Three questions remain open:

  1. Is the coefficient real or noise? The bathrooms coefficient is about $43, but with a different sample it might be $39 or $47. Quantifying that uncertainty requires confidence intervals, and interpreting residual patterns formally (including the fan-shape case from the diagnostics section) requires additional assumptions about the noise process. Both live in Chapter 12.
  2. Does the model generalize to new data? Training \(R^2\) always increases with more features, even noise features. We’ll develop train-test splits and cross-validation in Chapter 6.
  3. Does adding a bathroom cause higher prices? Regression coefficients measure association. Causation requires a different framework — Chapter 18.

Study guide

Key ideas

  • Normal equations\(X^TX\beta = X^Ty\). The algebraic form of “the residual is orthogonal to every feature.” Derived by stacking the orthogonality conditions. More independent feature columns means a larger span and a closer projection of \(y\).
  • Coefficient interpretation — in multiple regression, each coefficient measures the association between a feature and the response holding all other features constant. Coefficients change between simple and multiple regression when the features are correlated.
  • One-hot encoding — converts a categorical variable with \(k\) categories into \(k-1\) binary columns. The dropped category is the reference level, absorbed into the intercept.
  • Feature engineering — creating new input columns (interactions, indicators, transformations) so a linear model can capture nonlinear patterns. The model stays linear in \(\beta\).
  • Interaction terms — products of two features (\(x_1 \times x_2\)) that let the association between one feature and the response depend on another.
  • Log transform — regressing \(\log(y)\) on \(x\) gives multiplicative coefficients (percentage changes per unit increase in \(x\)). Appropriate for positive, right-skewed responses.
  • Adjusted \(R^2\) — penalizes for the number of features, preventing \(R^2\) from rewarding useless predictors.
  • Multicollinearity — when feature columns are highly correlated, the span barely grows.
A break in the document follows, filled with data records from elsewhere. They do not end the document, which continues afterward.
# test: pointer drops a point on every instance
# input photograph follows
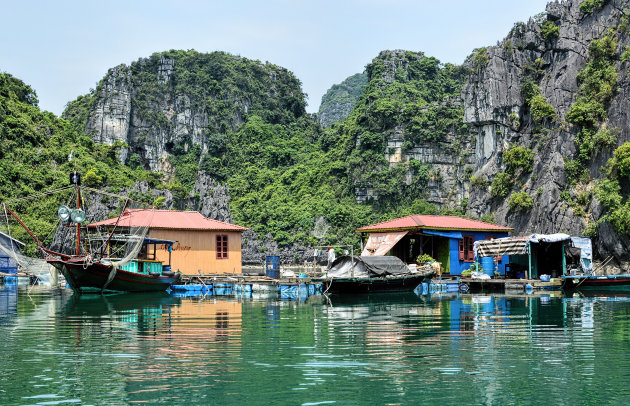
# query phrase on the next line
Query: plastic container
(487, 265)
(272, 267)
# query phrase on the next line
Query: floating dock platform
(247, 286)
(466, 285)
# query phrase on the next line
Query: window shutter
(471, 252)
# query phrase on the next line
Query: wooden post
(564, 260)
(529, 268)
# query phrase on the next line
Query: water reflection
(397, 349)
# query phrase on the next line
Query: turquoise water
(375, 350)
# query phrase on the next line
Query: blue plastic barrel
(487, 264)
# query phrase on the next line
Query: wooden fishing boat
(91, 258)
(598, 282)
(371, 274)
(139, 275)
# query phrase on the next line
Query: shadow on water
(99, 305)
(371, 298)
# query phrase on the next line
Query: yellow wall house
(202, 244)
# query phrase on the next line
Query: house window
(466, 252)
(221, 246)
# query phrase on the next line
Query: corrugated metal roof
(435, 223)
(168, 219)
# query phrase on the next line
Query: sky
(63, 48)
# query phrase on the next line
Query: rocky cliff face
(340, 99)
(179, 98)
(497, 110)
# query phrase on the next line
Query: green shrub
(520, 201)
(622, 159)
(92, 178)
(540, 109)
(478, 182)
(518, 157)
(549, 30)
(620, 218)
(480, 57)
(608, 193)
(588, 6)
(488, 218)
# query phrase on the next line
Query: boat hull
(85, 277)
(601, 283)
(403, 283)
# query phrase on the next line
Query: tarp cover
(586, 252)
(500, 246)
(381, 243)
(449, 234)
(367, 267)
(557, 237)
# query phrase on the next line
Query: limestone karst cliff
(548, 54)
(521, 134)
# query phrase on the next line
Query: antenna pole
(78, 224)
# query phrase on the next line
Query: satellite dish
(63, 213)
(78, 216)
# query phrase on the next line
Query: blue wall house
(8, 263)
(447, 239)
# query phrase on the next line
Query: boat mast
(75, 179)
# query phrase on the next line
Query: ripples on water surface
(386, 349)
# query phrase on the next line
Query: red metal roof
(168, 219)
(434, 223)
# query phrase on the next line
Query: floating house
(534, 255)
(447, 239)
(201, 244)
(8, 264)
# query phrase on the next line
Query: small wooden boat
(598, 282)
(372, 274)
(138, 275)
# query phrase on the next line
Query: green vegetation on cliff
(340, 99)
(34, 158)
(408, 95)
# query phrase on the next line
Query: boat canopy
(379, 244)
(349, 266)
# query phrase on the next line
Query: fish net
(92, 226)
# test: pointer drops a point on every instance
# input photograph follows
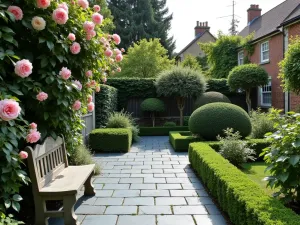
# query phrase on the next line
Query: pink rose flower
(98, 89)
(42, 96)
(108, 52)
(83, 3)
(91, 107)
(90, 98)
(119, 57)
(23, 68)
(89, 73)
(9, 109)
(65, 73)
(17, 11)
(23, 155)
(33, 136)
(33, 126)
(97, 8)
(60, 16)
(75, 48)
(43, 4)
(64, 6)
(38, 23)
(77, 105)
(97, 18)
(78, 84)
(88, 26)
(116, 38)
(72, 37)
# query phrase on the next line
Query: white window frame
(266, 89)
(241, 57)
(262, 51)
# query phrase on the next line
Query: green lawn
(256, 172)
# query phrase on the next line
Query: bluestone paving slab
(176, 219)
(136, 220)
(109, 201)
(100, 220)
(155, 210)
(121, 210)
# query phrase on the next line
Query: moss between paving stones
(111, 140)
(241, 198)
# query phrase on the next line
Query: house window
(266, 94)
(241, 58)
(264, 52)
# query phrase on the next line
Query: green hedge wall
(180, 141)
(242, 199)
(110, 140)
(105, 102)
(160, 131)
(144, 88)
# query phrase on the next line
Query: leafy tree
(290, 67)
(153, 105)
(145, 59)
(139, 19)
(247, 77)
(191, 62)
(180, 83)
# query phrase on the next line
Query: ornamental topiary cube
(210, 120)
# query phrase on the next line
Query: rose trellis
(53, 55)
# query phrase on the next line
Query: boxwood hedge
(242, 199)
(110, 140)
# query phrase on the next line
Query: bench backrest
(46, 161)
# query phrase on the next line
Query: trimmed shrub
(170, 124)
(105, 103)
(123, 120)
(261, 124)
(180, 141)
(83, 156)
(160, 131)
(153, 106)
(180, 83)
(210, 120)
(111, 140)
(210, 97)
(242, 199)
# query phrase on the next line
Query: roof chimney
(201, 27)
(253, 12)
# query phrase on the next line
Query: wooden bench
(53, 179)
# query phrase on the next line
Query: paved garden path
(151, 185)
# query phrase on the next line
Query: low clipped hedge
(242, 199)
(180, 142)
(110, 140)
(160, 131)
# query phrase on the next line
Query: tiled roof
(271, 20)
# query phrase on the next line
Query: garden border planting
(111, 140)
(160, 131)
(242, 199)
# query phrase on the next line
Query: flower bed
(111, 140)
(242, 199)
(160, 131)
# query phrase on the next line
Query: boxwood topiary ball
(210, 120)
(210, 97)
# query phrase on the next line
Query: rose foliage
(51, 60)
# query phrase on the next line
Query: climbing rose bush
(52, 58)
Coefficients become unstable and hard to interpret.
  • Missing values as features — pair imputed values with a binary missingness indicator to let the model learn from informative missingness.

Key formulas

  • Normal equations: \(X^T X \beta = X^T y\), with closed-form solution \(\beta = (X^T X)^{-1} X^T y\) when \(X^T X\) is invertible.
  • Orthogonality of residuals: \(X^T \epsilon = 0\) where \(\epsilon = y - X\beta\).
  • Adjusted \(R^2\): \(R^2_{\text{adj}} = 1 - \dfrac{(1 - R^2)(n - 1)}{n - p - 1}\), where \(n\) is the sample size and \(p\) is the number of predictors.
  • Log-level coefficient: if \(\log y = \beta_0 + \beta_1 x\), then a one-unit change in \(x\) multiplies predicted \(y\) by \(e^{\beta_1}\).

Computational tools

  • np.linalg.solve(A, b) — solve \(Ax = b\) without forming \(A^{-1}\) (for the normal equations)
  • pd.get_dummies(df, drop_first=True) — one-hot encode categorical variables, dropping the reference level
  • LinearRegression().fit(X, y) — fit a linear model; .coef_ for slopes, .intercept_ for intercept
  • .score(X, y) — compute \(R^2\) on data
  • .dropna(subset=[...]) — drop rows with missing values in specified columns
  • .fillna(value) — fill missing values (e.g., with the median for imputation)
  • .groupby(col) — split a DataFrame by a categorical column for per-group computation

For the quiz

  • Be able to write and interpret the normal equations (\(X^T \epsilon = 0\)).
  • Given a regression output with dummy variables, interpret coefficients relative to the reference level.
  • Explain why the bedrooms coefficient changes between simple and multiple regression.
  • Interpret a coefficient from a log-transformed model (percentage change vs. dollar change).
  • Read a residual-vs-fitted plot for signs of missing structure (fan shapes, curves, clusters).